"And they say this country doesn't make anything anymore!"
Celebrate your steel manufacturer with a tough-talking mug that matches their strength and resilience. Perfect for coffee breaks and cool mornings!
"And they say this country doesn't make anything anymore!"
"Somehow, they get exempted from a lot of laws."
'There's too much corruption in the third world.'
'No, this metal stress can't be fixed with liberal doses of antidepressants.'
"You'll do everything...accounting, marketing, manufacturing...with no pay or benefits...and three years from now we'll trade you in for a newer, sexier model."
'The Easter Bunny has started outsourcing to us.'
"This is a big seller, and we get them cheap...from China."
'Grandpa, what was manufacturing?'
'Just as we finally get the industrial revolution down pat, we find ourselves in the middle of the electronic revolution.'
Worker Rights and the Smoking Ban
Bring flag factories back to America.
Tata: Goodbuy or Goodbye?
"Our 'Invest in American' program is saving money by buying orange safety cones from China."
"When you think of it, all you really need is one 3D printer to start manufacturing them yourself!"
"It's less of a spell than it is a signature scent."
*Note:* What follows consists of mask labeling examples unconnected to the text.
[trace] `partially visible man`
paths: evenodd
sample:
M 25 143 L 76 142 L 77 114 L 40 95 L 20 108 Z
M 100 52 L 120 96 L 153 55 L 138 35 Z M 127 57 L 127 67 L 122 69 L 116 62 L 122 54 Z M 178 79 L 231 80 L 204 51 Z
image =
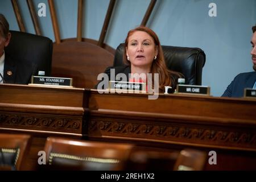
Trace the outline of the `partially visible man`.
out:
M 222 97 L 240 97 L 243 96 L 246 88 L 256 89 L 256 25 L 252 27 L 251 59 L 255 71 L 238 75 L 228 86 Z
M 37 68 L 32 63 L 24 60 L 14 60 L 5 53 L 11 39 L 9 24 L 5 16 L 0 14 L 0 83 L 27 84 Z

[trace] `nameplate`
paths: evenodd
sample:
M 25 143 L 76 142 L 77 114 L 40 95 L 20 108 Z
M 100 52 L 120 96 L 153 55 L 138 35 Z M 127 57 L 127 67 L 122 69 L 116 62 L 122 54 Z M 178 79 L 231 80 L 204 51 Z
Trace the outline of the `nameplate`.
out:
M 243 91 L 243 97 L 256 98 L 256 89 L 245 88 Z
M 146 93 L 146 83 L 110 81 L 109 89 L 110 91 L 117 91 L 122 93 Z
M 210 95 L 210 87 L 200 85 L 177 85 L 177 93 L 198 95 Z
M 72 78 L 32 76 L 31 85 L 72 86 Z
Former Auto Crash Dummy. Replaced By Driverless Car.
'U.S. Manufacturing'
Made redundant from Honda please help
The strong Canadian dollar is bad for the Canadian exporting manufacturers.
"We've geared up our American company to provide PPE for our healthcare providers, and we need 'Made in the USA' tags to on 'em! Problem is, USA tags are all Made In China."
"I think these may be counterfeit bolts."
"No, this metal stress can't be fixed with liberal doses of antidepressants."
"It's redesigned to handle rolling over."
The Two Economies
Key Fob Manufacturing. In this factory we make fobs which drivers use to turn on their car. Ah, a start-up company!
'Your mom too? Always saying, 'You never do anything constructive.''
Frank's Drill Co. I built this company bit by bit.
"Tell me again. Do we weaponize, then monetize, or the other way around?"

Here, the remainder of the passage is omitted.